19ᵉ eeuw: 1800 – 1900

Aan het begin van de 19ᵉ eeuw waren er 2 soorten loodsen; staatsloodsen en loodsen die lid waren van een particuliere loodsenvereniging. Deze waren dus feitelijk elkaars concurrenten en in de praktijk bleek dat niet goed te werken. En dat terwijl het belang van de Nederlandse zeehavens steeds groter werd, onder andere door de aanleg van het Noordhollandsch Kanaal en de plannen voor een betere verbinding van Rotterdam (Nieuwe Waterweg) en Amsterdam (Noordzeekanaal) met de Noordzee. Door de industrialisatie was de scheepvaart ook nog eens fors toegenomen. Vandaar dat de Nederlandse regering in 1852 een commissie instelde om voor dit ‘loodsenprobleem’ een oplossing te verzinnen.

Die commissie kwam met de aanbeveling om een Rijksloodswezen op te richten, waarin alle staats- en particuliere loodsen opgenomen zouden moeten worden. De overheid nam dit advies over en dat resulteerde in de Loodsenwet van 1859, waarin het Rijksloodswezen, dat onder het Ministerie van Marine gebracht werd, het monopolie kreeg van alle te beloodsen zeescheepvaart. Zowel in en uit de Nederlandse zeegaten en zeehavens als langs de rivieren, stromen, vaarwaters en kanalen. De uitoefening der loodsdienst werd ondergebracht bij geëxamineerde en beëdigde loodsen, voorzien van een acte van aanstelling en een loodsmansteeken’. Dat laatste was meteen een kwaliteitsgarantie, want tot die tijd was een zeeman of visser die kon lezen en schrijven en voldoende kennis van het vaargebied had al goed genoeg om loods te worden.

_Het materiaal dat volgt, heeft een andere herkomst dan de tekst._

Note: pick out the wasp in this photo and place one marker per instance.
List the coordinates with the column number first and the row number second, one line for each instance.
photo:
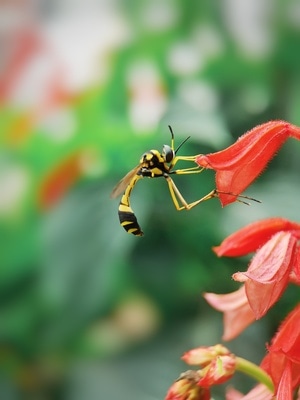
column 154, row 164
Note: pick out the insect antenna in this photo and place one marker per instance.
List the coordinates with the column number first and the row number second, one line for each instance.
column 239, row 196
column 172, row 135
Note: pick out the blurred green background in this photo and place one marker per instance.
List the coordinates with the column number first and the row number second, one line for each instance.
column 88, row 311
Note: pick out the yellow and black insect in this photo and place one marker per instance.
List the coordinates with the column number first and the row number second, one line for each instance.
column 154, row 164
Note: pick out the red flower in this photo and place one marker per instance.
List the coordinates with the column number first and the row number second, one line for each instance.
column 237, row 312
column 239, row 165
column 283, row 361
column 253, row 236
column 275, row 264
column 259, row 392
column 187, row 388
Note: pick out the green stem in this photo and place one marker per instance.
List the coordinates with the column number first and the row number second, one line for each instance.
column 255, row 372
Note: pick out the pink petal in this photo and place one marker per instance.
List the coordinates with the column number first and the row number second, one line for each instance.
column 268, row 273
column 237, row 312
column 240, row 164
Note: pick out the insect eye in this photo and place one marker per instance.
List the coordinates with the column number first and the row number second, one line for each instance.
column 168, row 153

Bij de landsgrenzen bleef nog sprake van concurrentie. Op de Westerschelde opereerden ook Belgische loodsen, een concurrentiestrijd die soms letterlijk in de sloepen werd uitgevochten als meerdere loodsen tegelijk hun diensten aanboden. Op de Eems waren zowel Nederlandse als Duitse loodsen actief. Het gemeentebestuur van Emden stelde voor een gezamenlijke loodsdienst te beginnen, maar uiteindelijk kwam dit niet van de grond.